Growing staple foods for self-reliance
Self-reliance, self-sufficient, sustainable…
These are all words that describe a way of living that encourage taking care of yourself and your own family. To not be dependent on grocery stores for our food.
And while true sustainability may not be entirely possible, working toward becoming more self-reliant is a GREAT goal.
I read a book called “Grow A Sustainable Diet” by Cindy Conner. It is a fascinating book. In it, she says this, “In order to GROW a sustainable diet, you must first learn to EAT a sustainable diet.”
How true that is.
But that doesn’t mean that it has to be hard.
In fact, some of the simplest foods require no preparation at all. Such as raspberries straight from the raspberry patch. Or peas straight off the vine. Oh, and did I mention that they taste great too?!?
Every dollar of food that you grow yourself is one more dollar that you get to keep in your pocket. One more dollar that does not go to a big mega corporation but instead stays in your local community. And one more dollar that you don’t have to pay sales tax on.
Which brings me to another concept.
When most people start a garden, they generally start with what I like to call salad ingredients.
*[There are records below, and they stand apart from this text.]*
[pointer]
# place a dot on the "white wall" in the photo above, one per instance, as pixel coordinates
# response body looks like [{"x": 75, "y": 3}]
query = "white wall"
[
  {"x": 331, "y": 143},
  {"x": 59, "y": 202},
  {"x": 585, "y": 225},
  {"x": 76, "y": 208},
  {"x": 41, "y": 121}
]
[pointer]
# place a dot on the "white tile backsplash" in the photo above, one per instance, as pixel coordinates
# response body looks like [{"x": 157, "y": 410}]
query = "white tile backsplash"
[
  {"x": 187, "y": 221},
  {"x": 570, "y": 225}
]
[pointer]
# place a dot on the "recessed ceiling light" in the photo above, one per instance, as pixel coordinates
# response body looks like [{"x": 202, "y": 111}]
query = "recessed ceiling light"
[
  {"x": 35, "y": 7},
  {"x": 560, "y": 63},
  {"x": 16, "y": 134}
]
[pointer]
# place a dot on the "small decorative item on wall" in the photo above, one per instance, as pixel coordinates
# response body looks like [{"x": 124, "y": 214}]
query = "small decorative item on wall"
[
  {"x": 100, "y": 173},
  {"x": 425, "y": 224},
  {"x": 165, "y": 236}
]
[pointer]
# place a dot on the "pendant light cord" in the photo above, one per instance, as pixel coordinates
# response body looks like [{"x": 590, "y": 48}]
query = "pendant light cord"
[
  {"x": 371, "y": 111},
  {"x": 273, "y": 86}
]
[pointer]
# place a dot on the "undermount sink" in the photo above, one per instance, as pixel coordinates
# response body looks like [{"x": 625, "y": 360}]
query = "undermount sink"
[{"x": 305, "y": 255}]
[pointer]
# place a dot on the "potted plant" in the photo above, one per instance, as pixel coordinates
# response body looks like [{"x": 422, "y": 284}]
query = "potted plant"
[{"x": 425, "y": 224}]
Some of the most popular things that home gardeners grow are lettuce, carrots, peas, peppers and of course tomatoes.
And while this is fantastic (I’m always happy when anyone grows any part of their food supply), it will not sustain you in an emergency. There just aren’t enough calories in those types of foods.
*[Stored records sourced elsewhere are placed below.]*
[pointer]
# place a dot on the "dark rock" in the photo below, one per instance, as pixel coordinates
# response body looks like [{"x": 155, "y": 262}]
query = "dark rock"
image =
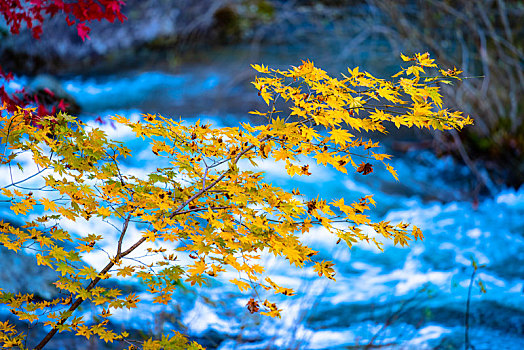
[{"x": 61, "y": 50}]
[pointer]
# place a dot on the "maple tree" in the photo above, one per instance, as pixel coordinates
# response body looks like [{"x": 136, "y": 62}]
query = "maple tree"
[
  {"x": 32, "y": 14},
  {"x": 209, "y": 203}
]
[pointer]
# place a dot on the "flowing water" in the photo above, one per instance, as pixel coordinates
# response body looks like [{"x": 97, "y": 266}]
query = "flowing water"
[{"x": 403, "y": 298}]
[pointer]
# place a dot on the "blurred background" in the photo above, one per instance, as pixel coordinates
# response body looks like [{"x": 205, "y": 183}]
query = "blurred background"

So my encouragement to you is to consider learning to grow foods that most cultures would consider staple foods such as potatoes, dry beans, winter squash, possibly grains and/or raising small livestock – chickens for example.
You could also buy whole grains that store for a long time and learn how to cook with them.
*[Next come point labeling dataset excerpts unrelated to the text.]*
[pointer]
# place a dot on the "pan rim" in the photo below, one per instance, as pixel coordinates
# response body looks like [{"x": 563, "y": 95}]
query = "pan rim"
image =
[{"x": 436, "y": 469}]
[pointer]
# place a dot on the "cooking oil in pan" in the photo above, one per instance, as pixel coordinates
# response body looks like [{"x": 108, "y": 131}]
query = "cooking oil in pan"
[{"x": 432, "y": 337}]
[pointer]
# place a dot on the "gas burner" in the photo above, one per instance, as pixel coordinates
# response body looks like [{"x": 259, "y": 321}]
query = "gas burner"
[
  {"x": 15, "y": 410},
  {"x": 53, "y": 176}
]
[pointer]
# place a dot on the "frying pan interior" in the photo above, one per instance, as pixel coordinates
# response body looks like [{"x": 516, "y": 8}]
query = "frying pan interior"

These staple foods will go a LONG way in providing a sustainable diet for your family.
One of the simplest staple foods that you can grow in your garden is potatoes. They grow easily in most areas of the country and produce a lot of calories for the space they take up. They store well and are relatively easy to clean and cook (no threshing or grinding involved). Plus they are delicious.
One way to move toward being self-reliant with your food supply is to take one ingredient and grow enough of it for an entire year. Many vegetables are easy to do this with. Especially since they take up so little garden space. Some examples: Garlic, onions, carrots, cilantro, other herbs, lettuce/spinach.
Any movement we make toward producing our own staple foods will bring a level of peace into our souls. Knowing that you have the skills and experience to grow food to feed your family is very satisfying.
Cindy Conner also mentions in her book that another good way to move toward a sustainable diet is to take one day a week (or more feasibly one day a month or even just one meal) and make it a homegrown day. Meaning that everything you eat on that day is something that you produced yourself.
She said that when she first started doing this, she would save certain foods for that day of the week. She said it was very instructive for what areas she needed to increase her self-reliance on.
I’d love to do this experiment as well.
How much food could you come up with for a meal that was grown on your own land?
Definitely something worth thinking about!